Some of these tests are showing fairly high performance impact of turning on ctr. For example, large-file random read on 2x2 SAS-SSD volume is showing 30% drop on turning ctr on. small-file create is showing about 15-20% degradation from ctr.

It will be good to reduce ctr overheads going forward, because these overheads cut into the performance benefit you can obtain from tiering.

Comment 7 Manoj Pillai 2016-02-24 10:00:48 UTC
Results with glusterfs*-3.7.5-19.el7.x86_64 with fast PCI SSDs. Test in this case is using iozone to perform seq write, seq read, rand read and rand write. data set is 480 GB. Total 24 threads,each accessing a 20GB file.

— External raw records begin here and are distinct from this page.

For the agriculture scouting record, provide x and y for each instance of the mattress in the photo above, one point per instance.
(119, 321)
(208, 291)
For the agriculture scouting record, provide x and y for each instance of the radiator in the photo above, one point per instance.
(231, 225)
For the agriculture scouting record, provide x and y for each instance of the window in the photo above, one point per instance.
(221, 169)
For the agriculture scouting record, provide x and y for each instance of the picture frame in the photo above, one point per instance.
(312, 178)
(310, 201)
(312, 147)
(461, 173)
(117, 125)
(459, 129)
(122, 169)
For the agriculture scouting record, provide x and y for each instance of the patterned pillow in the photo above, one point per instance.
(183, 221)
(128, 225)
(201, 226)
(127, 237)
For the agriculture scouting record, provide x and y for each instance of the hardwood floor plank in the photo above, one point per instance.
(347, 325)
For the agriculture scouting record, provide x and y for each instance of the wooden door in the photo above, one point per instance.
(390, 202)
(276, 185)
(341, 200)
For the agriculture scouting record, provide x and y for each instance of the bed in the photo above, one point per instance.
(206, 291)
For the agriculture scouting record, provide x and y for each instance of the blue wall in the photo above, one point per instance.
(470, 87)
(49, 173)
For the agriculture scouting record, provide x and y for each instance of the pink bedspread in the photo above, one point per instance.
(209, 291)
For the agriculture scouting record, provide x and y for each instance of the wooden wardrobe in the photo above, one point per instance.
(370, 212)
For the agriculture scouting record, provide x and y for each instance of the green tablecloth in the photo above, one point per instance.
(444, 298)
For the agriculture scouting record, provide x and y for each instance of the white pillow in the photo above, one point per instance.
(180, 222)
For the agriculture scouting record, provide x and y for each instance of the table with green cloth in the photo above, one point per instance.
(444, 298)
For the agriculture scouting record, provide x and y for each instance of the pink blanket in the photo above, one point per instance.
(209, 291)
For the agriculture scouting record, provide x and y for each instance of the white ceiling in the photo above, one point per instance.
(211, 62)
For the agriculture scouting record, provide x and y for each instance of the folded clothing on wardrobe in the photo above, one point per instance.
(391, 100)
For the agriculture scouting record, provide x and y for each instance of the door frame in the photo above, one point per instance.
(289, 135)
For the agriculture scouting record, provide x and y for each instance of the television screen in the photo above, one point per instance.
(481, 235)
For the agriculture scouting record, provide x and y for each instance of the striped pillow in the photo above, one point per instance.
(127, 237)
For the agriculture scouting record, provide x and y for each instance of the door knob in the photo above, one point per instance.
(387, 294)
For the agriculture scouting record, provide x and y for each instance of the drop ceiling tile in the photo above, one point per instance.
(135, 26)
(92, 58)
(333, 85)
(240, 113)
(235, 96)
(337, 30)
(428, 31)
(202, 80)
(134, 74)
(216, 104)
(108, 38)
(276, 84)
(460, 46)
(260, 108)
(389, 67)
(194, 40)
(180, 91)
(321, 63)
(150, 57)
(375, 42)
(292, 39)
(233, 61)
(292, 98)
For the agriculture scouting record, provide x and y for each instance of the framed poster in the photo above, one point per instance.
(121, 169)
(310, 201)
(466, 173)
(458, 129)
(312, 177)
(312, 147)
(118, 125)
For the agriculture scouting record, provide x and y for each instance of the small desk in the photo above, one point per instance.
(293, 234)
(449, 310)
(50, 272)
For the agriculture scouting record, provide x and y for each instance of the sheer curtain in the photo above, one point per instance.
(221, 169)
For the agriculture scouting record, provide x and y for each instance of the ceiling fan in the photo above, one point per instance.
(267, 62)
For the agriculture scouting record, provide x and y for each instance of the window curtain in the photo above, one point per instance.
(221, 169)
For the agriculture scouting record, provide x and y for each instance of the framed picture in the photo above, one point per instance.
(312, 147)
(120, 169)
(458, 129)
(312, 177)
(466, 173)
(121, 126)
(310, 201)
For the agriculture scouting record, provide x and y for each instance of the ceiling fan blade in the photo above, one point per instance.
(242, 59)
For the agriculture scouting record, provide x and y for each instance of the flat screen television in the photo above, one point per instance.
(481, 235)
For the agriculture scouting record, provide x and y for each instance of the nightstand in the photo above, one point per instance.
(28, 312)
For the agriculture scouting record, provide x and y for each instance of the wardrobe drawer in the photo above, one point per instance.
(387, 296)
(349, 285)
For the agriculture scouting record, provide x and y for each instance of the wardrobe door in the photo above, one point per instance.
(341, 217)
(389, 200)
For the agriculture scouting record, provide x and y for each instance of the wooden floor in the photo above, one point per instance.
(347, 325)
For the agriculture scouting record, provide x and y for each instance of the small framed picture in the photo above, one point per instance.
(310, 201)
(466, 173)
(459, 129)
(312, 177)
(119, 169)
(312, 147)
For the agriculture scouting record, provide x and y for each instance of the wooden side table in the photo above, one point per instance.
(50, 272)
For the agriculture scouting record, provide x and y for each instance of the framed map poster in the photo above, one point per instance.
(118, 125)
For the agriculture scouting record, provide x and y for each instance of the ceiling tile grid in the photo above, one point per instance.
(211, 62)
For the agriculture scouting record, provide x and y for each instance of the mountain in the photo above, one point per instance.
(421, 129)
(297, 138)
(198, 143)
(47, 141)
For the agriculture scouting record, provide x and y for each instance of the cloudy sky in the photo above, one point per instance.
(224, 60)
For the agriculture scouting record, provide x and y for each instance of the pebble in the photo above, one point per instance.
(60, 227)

Results with 2x2 PCI-SSD volume (2 servers, 64GB RAM each):

        Sequential write  = 1204927.25 KB/sec
        Sequential read   = 2396584.24 KB/sec
        Random read       =  848802.38 KB/sec
        Random write      = 1202198.43 KB/sec

Note capacity of volume is 1.5TB

Results with tiered volume with 2x2 PCI-SSD (above) as hot tier. Attach tier and run the same iozone test, so all data accesses should go to hot tier (480GB data set, 1.5TB hot tier capacity).
        Seq write        = 1204771.33 KB/sec
        Seq read         = 2283647.04 KB/sec
        Random read      =  749896.74 KB/sec
        Random write     =  766392.37 KB/sec

Sequential write and read are doing pretty well, but severe drop in throughput with random read and write.

Repeat with 2x2 PCI-SSD volume, but this time with ctr enabled:
        Seq write        = 1204094.61 KB/sec
        Seq read         = 2335040.09 KB/sec
        Random read      =  746581.30 KB/sec
        Random write     =  759357.20 KB/sec

This is showing that for this test, the degraded performance of tiered volume is solely because of ctr. For random write, the drop when turning ctr on is more than 35% (760/1202).

Comment 19 hari gowtham 2018-11-08 18:23:59 UTC
As tier is not being actively developed, I'm closing this bug. Feel free to open it if necessary.